The name of “Utility Workflow” is not a Nintex term. It’s something I like to use when building a child workflow that was built specifically to do some work that is reusable. In the case of Nintex Workflow Cloud, there’s a cool way to do this by building a workflow that is configured with an External Start. But since these workflows don’t have any outputs, this is strictly a utility workflow that does some work with some input parameters only. In the future there’ll be a proper way to do this with input/output parameters. For now, I found this to be a cool way to run some Workflow logic without having to rebuild the same thing over and over again.
Example of a Utility Workflow
As part of a contract request workflow, the end result is an email that goes out to the initiator. That email could be one that notified them of an approval or rejection. The email body and subject have a lot of similarities. So why not build a workflow that does that work? What this also means, is that you can use this workflow in a number of places in parent workflow but you can also use it in a bunch of other workflows, all to do with different types of contracts.
External Start Workflow
Firstly, we start with creating a new workflow in Nintex Workflow Cloud. You’re presented with an empty design canvas, with the first action being the Start event node. Single click on that node and that will bring up the Start Event Configuration.
Since this is an external start workflow, for the Connector, select Nintex and for the Event, select External Start.
Notice there are other events you can build workflows for, but in this case, External Start is the way to go for this purpose.
Once you select External Start, you’ll get the option to add the input variables.
Notice I’ve just added a few that I can reuse in this kind of workflow that’s going to send an email for us.

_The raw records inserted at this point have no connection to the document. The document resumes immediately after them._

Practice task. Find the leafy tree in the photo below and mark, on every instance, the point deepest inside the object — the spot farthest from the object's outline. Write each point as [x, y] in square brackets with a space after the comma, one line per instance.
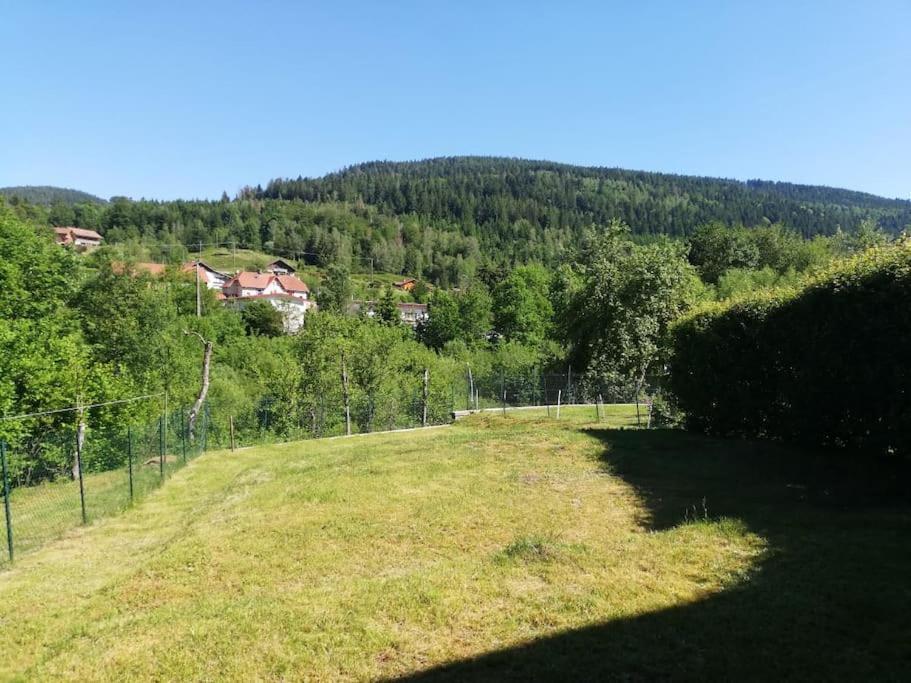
[443, 322]
[521, 305]
[335, 292]
[628, 297]
[261, 318]
[474, 314]
[715, 248]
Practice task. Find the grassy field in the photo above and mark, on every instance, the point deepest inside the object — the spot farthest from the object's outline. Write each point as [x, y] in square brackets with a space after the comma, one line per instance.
[511, 547]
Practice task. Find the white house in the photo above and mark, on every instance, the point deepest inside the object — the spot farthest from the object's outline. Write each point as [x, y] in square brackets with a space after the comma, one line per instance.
[258, 284]
[285, 293]
[77, 237]
[292, 308]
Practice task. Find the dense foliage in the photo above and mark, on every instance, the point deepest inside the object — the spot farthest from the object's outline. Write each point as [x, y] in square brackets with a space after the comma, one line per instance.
[451, 220]
[517, 198]
[825, 362]
[48, 194]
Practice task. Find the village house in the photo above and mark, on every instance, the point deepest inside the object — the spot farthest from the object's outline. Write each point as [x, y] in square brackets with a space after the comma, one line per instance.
[292, 308]
[214, 279]
[285, 293]
[412, 314]
[79, 238]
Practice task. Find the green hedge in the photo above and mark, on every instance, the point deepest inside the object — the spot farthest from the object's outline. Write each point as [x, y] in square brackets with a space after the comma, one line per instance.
[828, 363]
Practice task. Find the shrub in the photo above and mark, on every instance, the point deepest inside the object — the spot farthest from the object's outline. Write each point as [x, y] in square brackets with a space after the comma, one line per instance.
[825, 363]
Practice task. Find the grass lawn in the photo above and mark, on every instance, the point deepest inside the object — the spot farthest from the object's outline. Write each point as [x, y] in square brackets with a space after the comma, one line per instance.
[501, 547]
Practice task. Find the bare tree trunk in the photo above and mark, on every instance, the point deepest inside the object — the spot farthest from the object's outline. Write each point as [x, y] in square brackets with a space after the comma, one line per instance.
[203, 389]
[346, 396]
[426, 396]
[80, 440]
[639, 384]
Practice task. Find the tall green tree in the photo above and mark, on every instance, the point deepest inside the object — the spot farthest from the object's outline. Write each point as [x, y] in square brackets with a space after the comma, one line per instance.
[628, 297]
[522, 309]
[335, 291]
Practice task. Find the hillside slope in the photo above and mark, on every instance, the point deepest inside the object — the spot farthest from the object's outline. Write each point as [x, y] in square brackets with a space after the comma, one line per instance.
[500, 548]
[45, 195]
[493, 193]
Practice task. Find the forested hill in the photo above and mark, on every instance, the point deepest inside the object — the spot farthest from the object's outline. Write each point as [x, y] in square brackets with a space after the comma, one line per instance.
[46, 195]
[496, 193]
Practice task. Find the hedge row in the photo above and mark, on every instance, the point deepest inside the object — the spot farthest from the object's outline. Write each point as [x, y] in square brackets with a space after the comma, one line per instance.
[827, 364]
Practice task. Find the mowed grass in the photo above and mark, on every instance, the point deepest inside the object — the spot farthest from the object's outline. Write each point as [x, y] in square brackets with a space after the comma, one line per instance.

Using the Input Parameters
This workflow is going to be super simple. I’m going to have a Branch by Condition action to check the Status. Then I’ll have Send an Email action on both branches.
For the Send an Email action, when you click on “Email Addresses” field, a blue button named Variables appears. Click on that so you insert one of the input variables.
You can insert variables within flat text also. So you can have a nice combination of structured text with dynamic data.
The resulting simple workflow looks like this :
Although this isn’t a complex workflow, these are three action you no longer need to add and configure in your workflow. Instead, you have centralized it so that it’s reusable. It also means that later down the track if you want to modify the email that goes out, or handle another status, you can change it here without modify all your other workflows.
External Start Information
It’s publish time. Once you publish this workflow, you get a bunch of information.
The important things for us to take note of here, are the “:URL with token”, “Request header content type” and the “Request content (parameters)”. This is what we will use in a “Call a web service” action.
Call the Utility Workflow
Go to your real work workflow, and add a Call a web service action. Click on it to see the configuration window slide out. You’ll be doing a little copy and paste here, so I recommend you keep another tab open with the external parameters open.
We simply copy the bits i mentioned earlier into the Call a web service action and make sure it’s set to do a HTTP Post.
The one thing I did also do, is remove the text from the “callbackUrl” in the Request content (at the bottom). That’s it.
The email that gets received looks like this :
If you want to see what this workflow looks like, you can import the utility workflow. Here is the Workflow ID : 8b33e80dc1734dfb8695e7c3bb15444c
I’ll do my best to keep it live/active. But if it fails to import, let me know.